Adjusted growth curves for different populations exist, including those for premature infants, Down syndrome, Turner syndrome, meningomyelocele, intrauterine growth retardation, low birth weight, and very low birth weight. While plotting growth charts for premature patients, a “corrected age” is used when using a standard growth curve. This corrected age is calculated by subtracting the number of weeks of prematurity from the postnatal age (gestational age). This corrected age should be continued with subsequent measurements because it may take an average of 18 months to catch up on head circumference, 24 months for weight, and 40 months for height.

Accurate measurements are essential to the interpretation of growth charts. Scales need to be calibrated regularly, and it helps to use the same machines, if possible, for consecutive measurements. Similarly, lengths should be measured carefully, and head circumference should be measured using standardized techniques.

As long as the patient is growing along a curve (albeit at a lower percentile), FTT should not be diagnosed. Growth variation in normal infants can confound the diagnosis of FTT. About 25% of children will shift their weight or height downward by more than 25 percentile points in the first 2 years of life. These children are falling to their genetic potential or demonstrating constitutional growth delay. After shifting downward, these infants grow at a normal rate along their new percentile and do not have FTT.

In the United States, reports from 1980 to 1989 indicate that FTT accounted for 1% to 5% of tertiary hospital admissions for infants younger than 1 year. This probably represents an underestimation, however, because most children with FTT are not admitted to the hospital. An estimated 10% of children in primary care settings show signs of FTT. In underdeveloped countries, FTT is more common, with malnutrition manifesting as FTT.

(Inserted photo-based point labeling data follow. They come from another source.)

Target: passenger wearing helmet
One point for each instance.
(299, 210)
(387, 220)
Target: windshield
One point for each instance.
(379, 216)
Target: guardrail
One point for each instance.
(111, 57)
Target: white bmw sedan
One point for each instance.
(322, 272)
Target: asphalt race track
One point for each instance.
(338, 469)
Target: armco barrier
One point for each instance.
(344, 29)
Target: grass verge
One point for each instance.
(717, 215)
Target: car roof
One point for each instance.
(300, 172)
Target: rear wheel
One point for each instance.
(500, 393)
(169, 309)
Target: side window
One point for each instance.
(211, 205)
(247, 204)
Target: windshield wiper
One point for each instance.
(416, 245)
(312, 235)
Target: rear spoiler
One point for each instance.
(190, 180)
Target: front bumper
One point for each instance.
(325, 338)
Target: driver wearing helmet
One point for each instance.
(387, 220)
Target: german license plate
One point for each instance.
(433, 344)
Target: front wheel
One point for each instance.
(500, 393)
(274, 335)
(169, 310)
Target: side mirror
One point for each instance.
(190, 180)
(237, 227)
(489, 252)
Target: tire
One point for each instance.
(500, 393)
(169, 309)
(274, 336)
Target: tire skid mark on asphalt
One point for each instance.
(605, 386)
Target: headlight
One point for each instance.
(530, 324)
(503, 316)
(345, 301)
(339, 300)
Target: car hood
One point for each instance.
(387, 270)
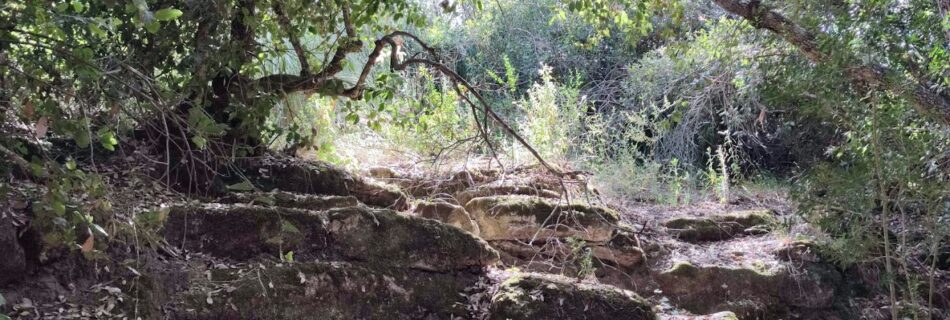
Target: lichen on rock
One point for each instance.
(719, 227)
(536, 296)
(514, 217)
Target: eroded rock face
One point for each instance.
(527, 218)
(749, 293)
(447, 213)
(291, 200)
(12, 259)
(535, 296)
(719, 227)
(314, 177)
(495, 189)
(241, 232)
(326, 290)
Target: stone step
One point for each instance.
(539, 296)
(529, 218)
(290, 200)
(721, 226)
(324, 290)
(314, 177)
(242, 232)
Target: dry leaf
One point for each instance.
(88, 245)
(41, 126)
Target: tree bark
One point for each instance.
(866, 77)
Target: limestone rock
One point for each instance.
(535, 296)
(313, 177)
(291, 200)
(447, 213)
(526, 218)
(719, 227)
(504, 189)
(13, 261)
(322, 290)
(379, 236)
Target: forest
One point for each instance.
(475, 159)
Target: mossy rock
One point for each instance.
(720, 227)
(291, 200)
(535, 296)
(488, 190)
(325, 290)
(447, 213)
(376, 236)
(523, 218)
(747, 292)
(314, 177)
(13, 264)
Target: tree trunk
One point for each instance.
(865, 77)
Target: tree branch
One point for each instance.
(866, 77)
(284, 23)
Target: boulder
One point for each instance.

Ultimate physical growth may be decreased in children with FTT. Cognitive development is affected in children younger than 5 years who have FTT. Even with improvement of nutritional status, these deficits might not be completely reversed. Traditionally, it had been thought that nonorganic causes of FTT, such as neglect, resulted in more cognitive deficits than organic causes, such as gastrointestinal absorptive problems. In developing countries, malnutrition is a significant cause of mortality, whether directly or secondary to complications such as infection.

FTT can occur in all socioeconomic strata, although it is more frequent in families living in poverty. Studies indicate an increased incidence in children receiving Medicaid, children living in rural areas, and homeless children. Nonorganic FTT is more commonly reported in females than in males.

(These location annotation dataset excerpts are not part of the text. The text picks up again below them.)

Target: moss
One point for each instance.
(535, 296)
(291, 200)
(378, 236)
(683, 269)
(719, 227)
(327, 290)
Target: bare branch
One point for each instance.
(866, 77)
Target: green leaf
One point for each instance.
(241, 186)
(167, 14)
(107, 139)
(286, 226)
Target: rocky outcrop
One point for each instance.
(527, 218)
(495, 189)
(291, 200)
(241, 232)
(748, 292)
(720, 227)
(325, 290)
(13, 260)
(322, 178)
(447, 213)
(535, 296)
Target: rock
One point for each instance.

Causes of Failure to Thrive

Traditionally, FTT has been divided into organic and nonorganic causes. This distinction is not used as often because most children with FTT have mixed causes. A child with a medical disorder may develop feeding problems, which can cause family stress, which then further compounds the feeding problem. Nonorganic causes may also result from environmental factors, psychological factors, an abnormal interaction between the caregiver and child, or maternal rejection or neglect of the child. A malnourished mother or mother with an eating disorder may also result in a child having FTT. Likewise, family dysfunction, a difficult child, or poor parental feeding skills may lead to FTT.

More recently, the classification of FTT has been based on pathophysiology: inadequate caloric intake, inadequate absorption, excess metabolic demand, or defective utilization.